Mousavi’s Tuesday comments came in reaction to the opening of the Peace Loya Jirga (grand assembly) in Kabul.
Thousands of Afghans congregated in Kabul on Monday for a rare consultative meeting aimed at finding ways to negotiate a peace deal with the Taliban and end Afghanistan’s war.
The four-day consultative grand assembly, known as a Loya Jirga, is aimed at building consensus among various ethnic groups and tribal factions and is traditionally convened under extraordinary circumstances.
This week’s meeting, being attended by 3,200 tribal elders, and community and religious leaders from all 34 provinces, aims to set out Kabul’s conditions for any peace deal.
President Ashraf Ghani invited the Taliban to the Loya Jirga but they have urged people to boycott it, denouncing it as an attempt by the Western-backed government to deceive the country and extend what the Taliban see as its illegitimate rule.
“Do not participate in the enemy’s conspiracy under the name of Jirga, instead find ways to further sideline the shaky administration of Kabul,” Taliban spokesman Zabihullah Mujahid said in a statement.
In the past, the Taliban have fired rockets at the Loya Jirga tent, and much of Kabul was under virtual lock down on Monday, amid a massive security operation for the meeting.

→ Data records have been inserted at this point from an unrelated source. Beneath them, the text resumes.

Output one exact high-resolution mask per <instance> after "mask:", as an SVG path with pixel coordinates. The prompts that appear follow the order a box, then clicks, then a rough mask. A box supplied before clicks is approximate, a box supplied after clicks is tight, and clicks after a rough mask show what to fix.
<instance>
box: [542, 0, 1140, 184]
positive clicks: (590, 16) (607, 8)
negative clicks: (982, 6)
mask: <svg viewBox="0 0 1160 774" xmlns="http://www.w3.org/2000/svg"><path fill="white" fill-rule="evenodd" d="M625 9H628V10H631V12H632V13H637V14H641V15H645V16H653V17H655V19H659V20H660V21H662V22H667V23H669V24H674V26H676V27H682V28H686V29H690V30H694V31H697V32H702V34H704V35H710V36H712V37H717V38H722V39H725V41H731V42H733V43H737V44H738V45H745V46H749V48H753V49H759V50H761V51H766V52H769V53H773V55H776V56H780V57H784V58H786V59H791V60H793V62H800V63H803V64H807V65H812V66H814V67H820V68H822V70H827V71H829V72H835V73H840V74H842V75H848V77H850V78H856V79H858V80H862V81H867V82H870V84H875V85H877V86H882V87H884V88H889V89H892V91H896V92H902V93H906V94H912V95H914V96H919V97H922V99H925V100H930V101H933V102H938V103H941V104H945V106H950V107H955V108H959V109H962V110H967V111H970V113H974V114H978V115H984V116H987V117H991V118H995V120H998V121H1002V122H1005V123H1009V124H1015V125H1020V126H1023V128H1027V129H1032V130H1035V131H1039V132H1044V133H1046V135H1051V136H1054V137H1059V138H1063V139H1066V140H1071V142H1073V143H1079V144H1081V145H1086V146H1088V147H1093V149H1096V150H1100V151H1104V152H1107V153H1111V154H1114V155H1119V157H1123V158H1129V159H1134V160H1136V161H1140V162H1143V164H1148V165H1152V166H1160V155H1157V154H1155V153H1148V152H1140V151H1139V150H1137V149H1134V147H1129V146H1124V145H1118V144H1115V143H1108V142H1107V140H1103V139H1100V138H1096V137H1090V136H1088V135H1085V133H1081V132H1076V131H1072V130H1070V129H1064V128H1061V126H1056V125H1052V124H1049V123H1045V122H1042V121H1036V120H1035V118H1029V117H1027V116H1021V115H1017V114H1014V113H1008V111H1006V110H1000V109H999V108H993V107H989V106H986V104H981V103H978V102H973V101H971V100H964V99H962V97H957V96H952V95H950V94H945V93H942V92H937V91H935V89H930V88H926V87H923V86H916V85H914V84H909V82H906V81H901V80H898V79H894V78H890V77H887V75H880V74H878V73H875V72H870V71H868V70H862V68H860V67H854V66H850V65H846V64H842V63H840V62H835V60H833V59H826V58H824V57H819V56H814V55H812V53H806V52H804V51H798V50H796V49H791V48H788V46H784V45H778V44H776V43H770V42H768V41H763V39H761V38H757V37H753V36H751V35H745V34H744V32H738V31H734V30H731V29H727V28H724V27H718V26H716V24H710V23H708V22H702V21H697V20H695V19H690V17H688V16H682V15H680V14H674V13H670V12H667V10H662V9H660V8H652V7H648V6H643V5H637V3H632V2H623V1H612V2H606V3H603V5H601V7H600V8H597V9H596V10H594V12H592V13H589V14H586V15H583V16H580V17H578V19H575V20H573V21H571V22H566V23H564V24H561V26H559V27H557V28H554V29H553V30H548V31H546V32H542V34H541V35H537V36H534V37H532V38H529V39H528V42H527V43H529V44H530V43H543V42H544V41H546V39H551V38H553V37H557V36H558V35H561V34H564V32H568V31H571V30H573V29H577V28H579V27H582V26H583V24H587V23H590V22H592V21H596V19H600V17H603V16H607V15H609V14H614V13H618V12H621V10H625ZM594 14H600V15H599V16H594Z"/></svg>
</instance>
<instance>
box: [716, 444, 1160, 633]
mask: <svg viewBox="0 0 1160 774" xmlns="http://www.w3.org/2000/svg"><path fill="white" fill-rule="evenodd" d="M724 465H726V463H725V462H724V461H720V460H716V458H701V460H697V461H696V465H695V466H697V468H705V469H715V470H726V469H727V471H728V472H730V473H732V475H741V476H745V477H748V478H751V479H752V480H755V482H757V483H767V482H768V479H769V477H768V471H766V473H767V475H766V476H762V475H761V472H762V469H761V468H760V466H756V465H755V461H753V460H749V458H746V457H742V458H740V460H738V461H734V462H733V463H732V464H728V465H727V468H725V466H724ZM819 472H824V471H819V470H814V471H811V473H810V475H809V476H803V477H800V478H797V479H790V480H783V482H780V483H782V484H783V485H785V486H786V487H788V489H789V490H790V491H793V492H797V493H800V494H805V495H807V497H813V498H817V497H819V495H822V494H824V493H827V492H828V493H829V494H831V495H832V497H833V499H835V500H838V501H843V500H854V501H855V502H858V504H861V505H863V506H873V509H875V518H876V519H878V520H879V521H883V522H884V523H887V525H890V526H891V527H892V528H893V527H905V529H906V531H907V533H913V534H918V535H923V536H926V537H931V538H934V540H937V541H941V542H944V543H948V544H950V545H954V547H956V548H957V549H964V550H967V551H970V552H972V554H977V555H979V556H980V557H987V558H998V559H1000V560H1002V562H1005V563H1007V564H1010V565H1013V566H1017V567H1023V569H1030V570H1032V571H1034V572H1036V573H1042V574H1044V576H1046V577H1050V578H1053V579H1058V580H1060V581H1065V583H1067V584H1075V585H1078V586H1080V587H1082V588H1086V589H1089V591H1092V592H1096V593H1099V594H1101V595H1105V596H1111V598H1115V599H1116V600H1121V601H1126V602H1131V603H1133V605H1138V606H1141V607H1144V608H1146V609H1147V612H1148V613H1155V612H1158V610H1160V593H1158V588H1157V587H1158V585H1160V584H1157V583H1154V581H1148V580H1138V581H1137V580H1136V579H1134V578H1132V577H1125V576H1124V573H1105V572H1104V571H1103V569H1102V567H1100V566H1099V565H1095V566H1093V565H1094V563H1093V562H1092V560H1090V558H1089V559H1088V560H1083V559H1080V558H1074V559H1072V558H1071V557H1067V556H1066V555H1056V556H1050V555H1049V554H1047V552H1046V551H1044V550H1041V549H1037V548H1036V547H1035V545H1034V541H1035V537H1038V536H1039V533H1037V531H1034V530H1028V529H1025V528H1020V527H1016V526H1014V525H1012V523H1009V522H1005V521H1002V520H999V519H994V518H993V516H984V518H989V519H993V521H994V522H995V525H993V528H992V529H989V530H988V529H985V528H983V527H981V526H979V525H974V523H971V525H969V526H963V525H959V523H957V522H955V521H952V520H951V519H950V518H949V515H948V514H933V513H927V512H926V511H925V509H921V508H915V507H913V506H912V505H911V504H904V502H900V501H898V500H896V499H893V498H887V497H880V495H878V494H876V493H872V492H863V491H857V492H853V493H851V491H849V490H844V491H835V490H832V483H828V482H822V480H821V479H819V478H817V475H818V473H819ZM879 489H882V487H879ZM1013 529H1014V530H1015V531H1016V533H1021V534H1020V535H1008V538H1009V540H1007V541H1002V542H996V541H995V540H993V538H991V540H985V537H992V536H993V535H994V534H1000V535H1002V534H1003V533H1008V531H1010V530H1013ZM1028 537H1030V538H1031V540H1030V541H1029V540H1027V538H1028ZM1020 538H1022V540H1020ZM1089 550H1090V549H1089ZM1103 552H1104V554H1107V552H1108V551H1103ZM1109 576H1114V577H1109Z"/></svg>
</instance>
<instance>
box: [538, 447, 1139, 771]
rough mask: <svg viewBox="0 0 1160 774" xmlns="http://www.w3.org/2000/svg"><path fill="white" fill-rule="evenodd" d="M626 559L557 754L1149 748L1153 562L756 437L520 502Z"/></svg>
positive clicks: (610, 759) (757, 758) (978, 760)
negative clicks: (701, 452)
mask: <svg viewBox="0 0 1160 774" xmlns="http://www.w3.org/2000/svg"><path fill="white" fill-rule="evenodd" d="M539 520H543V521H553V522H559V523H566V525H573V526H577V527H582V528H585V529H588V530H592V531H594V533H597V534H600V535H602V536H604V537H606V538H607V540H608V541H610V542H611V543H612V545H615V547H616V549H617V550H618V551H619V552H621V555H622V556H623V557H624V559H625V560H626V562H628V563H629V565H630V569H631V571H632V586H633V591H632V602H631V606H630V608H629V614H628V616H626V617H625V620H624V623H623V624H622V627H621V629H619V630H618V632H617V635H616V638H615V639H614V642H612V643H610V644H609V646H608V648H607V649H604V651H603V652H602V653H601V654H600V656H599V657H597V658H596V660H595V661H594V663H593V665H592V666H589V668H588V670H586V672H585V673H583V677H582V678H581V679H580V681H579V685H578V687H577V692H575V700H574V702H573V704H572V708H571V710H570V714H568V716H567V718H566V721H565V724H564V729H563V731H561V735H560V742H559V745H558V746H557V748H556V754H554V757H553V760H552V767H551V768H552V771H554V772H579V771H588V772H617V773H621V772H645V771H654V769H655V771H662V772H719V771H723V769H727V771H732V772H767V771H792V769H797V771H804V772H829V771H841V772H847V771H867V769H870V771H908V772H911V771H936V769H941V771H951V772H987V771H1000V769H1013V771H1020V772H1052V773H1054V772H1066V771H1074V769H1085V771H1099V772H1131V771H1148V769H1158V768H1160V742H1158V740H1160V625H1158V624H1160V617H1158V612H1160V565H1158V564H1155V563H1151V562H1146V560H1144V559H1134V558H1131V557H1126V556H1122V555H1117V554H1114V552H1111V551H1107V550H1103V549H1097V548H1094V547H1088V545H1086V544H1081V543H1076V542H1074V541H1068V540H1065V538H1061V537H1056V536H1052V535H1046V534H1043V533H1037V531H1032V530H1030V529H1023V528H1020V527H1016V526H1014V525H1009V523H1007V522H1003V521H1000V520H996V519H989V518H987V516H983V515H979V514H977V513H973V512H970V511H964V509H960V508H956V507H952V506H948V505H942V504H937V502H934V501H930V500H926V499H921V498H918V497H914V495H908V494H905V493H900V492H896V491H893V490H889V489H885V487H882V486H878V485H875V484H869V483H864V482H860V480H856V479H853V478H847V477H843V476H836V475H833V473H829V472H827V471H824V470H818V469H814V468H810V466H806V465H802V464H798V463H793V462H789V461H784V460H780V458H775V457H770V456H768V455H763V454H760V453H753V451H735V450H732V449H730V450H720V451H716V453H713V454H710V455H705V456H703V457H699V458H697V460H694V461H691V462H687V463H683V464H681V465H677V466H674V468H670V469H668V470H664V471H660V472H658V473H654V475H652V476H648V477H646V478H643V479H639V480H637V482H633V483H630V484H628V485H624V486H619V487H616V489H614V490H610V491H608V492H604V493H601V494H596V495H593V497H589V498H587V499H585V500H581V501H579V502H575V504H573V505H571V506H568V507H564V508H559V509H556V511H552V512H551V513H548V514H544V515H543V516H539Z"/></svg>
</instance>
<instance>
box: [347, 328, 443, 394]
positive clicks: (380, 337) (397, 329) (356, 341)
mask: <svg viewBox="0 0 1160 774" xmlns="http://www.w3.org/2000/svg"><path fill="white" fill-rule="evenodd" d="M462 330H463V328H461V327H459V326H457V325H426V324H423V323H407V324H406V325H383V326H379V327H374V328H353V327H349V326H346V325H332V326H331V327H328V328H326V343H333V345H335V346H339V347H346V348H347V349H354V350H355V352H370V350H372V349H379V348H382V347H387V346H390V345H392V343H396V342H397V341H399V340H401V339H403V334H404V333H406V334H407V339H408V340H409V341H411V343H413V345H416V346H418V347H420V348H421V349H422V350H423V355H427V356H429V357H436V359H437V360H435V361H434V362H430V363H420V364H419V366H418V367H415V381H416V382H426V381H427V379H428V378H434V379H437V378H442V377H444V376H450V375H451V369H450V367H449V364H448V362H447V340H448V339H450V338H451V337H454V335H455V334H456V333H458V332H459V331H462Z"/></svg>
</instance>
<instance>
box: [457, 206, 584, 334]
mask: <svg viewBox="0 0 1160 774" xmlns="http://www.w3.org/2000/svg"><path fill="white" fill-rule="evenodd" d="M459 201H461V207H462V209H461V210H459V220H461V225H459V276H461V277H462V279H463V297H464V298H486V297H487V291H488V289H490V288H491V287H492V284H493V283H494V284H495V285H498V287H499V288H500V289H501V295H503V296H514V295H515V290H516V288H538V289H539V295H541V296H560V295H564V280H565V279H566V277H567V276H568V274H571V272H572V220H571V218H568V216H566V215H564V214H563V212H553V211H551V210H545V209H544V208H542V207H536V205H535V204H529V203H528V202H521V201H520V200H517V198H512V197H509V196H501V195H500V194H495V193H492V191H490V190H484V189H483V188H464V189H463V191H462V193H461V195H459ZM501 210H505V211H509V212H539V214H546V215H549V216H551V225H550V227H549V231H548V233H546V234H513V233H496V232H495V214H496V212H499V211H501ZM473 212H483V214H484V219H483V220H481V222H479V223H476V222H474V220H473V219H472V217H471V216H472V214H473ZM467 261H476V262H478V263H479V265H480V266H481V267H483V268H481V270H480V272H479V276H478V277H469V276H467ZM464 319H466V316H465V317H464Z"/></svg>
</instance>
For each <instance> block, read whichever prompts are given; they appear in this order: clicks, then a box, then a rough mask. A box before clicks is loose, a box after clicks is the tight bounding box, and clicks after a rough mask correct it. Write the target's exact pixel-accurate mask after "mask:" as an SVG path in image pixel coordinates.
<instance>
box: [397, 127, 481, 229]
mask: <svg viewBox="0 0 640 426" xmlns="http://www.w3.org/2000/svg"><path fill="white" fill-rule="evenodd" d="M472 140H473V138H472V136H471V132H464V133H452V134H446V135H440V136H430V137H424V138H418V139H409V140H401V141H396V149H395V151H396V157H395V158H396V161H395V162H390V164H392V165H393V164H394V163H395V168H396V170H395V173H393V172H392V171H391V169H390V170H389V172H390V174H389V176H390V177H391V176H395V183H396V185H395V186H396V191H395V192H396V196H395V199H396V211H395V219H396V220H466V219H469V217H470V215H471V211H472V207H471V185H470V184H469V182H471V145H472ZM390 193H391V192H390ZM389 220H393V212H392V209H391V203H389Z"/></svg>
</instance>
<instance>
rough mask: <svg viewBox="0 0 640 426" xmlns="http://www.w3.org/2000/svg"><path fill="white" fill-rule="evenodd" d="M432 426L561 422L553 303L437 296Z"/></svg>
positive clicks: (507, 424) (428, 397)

Western diplomats believe the assembly is an attempt by President Ghani to influence peace talks between the United States and the Taliban, which the Taliban have excluded his government from.
Ghani, who hopes to secure a second term in presidential election set for September, is feeling isolated from the peace process and the Loya Jirga was a bid to broaden his support, Western diplomats in Kabul said.